Ich hab hier was entdeckt (Teil 3) | Astrid

Kategorie: Costbar


Wie ein spitzer Edelstein zu diesem Thema ist für mich folgendes Zitat: „Singlesein ist in der Gemeinde ein wenig wie eine Essiggurke in einem Fruchtsalat“. Es stammt von Wendy Widder, einer amerikanischen Autorin und steht auf Seite 74 der Single-Studie. Damit ist schon viel gesagt, finde ich ;-).
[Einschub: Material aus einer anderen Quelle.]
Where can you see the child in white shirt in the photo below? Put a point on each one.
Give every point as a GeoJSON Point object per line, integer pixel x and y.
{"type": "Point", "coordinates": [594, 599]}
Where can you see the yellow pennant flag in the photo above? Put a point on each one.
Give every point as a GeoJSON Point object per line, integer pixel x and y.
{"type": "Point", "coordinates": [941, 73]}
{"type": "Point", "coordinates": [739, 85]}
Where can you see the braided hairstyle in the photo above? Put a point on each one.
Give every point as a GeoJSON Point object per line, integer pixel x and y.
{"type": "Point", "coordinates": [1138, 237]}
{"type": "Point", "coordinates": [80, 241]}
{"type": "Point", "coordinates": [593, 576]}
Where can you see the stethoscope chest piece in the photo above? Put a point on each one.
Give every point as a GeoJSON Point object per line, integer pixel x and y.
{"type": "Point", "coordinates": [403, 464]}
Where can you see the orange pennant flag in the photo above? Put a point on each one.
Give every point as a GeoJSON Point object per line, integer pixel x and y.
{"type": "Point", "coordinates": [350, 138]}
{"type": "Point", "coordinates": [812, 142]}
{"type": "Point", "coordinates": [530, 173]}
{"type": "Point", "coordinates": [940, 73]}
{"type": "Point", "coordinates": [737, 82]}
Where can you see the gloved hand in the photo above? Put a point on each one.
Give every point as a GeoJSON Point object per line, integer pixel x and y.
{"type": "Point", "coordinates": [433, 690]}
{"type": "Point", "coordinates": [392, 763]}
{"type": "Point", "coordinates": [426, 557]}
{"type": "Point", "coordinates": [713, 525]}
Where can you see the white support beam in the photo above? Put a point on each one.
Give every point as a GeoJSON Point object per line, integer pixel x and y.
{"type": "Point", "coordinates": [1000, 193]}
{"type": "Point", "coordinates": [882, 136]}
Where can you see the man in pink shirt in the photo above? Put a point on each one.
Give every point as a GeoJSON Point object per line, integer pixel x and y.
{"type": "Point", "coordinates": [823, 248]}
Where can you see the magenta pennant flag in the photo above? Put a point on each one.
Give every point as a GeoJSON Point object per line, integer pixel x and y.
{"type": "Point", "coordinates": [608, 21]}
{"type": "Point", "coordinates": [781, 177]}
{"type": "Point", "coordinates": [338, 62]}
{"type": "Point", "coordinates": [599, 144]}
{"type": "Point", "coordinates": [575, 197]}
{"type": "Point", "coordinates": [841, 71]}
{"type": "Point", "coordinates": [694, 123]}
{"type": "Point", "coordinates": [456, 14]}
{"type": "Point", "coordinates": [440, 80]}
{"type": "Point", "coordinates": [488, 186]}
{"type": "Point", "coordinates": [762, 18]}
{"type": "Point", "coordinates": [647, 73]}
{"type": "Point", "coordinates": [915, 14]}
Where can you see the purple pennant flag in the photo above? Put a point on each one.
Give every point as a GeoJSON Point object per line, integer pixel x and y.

Die beiden zentralen Fragen sind also: Welche Rolle spielt der Glaube und welche Bedeutung kommt der Gemeinde im Leben christlicher Singles zu? Dabei muss man sich bewusst machen, dass an der Studie vor allem sogenannte „hochreligiöse evangelische Singles“ teilgenommen haben, also Menschen, in deren Leben der Glaube eine besonders große Rolle spielt. Äußere Zeichen dafür sind die rege Teilnahme am Gottesdienst, die große Bedeutung des Gebets und das hohe ehrenamtliche Engagement in Gemeinden.

Jetzt möchte ich dich wieder schätzen lassen: Was denkst du, was christliche Singles sagen? Ist es als Christ besser verheiratet oder besser, Single zu sein? Und wie würdest du diese Frage für dich beantworten?

Ein Viertel der Befragten sagt, dass es als Christ besser ist, verheiratet zu sein. 68 Prozent finden es egal. Nur 0,7 Prozent finden, dass es als Christ tendenziell besser ist, ehelos zu leben als verheiratet zu sein (S.63). Angesichts der biblischen Aussagen zu dem Thema finde ich diese Aussagen sehr nachdenkenswert.

Hat Gott etwas mit dem Singlesein zu tun? 36 Prozent sagen, dass Gott zwar eine/n Partner/in für sie bestimmt hat, man sich aber noch nicht gefunden hätte. 17 Prozent denken: Gott schenkt mir keine/n Partnerin. Für 4 Prozent der Befragten ist das Singlesein eine Berufung ist und 1,5 Prozent empfinden es als eine Strafe Gottes.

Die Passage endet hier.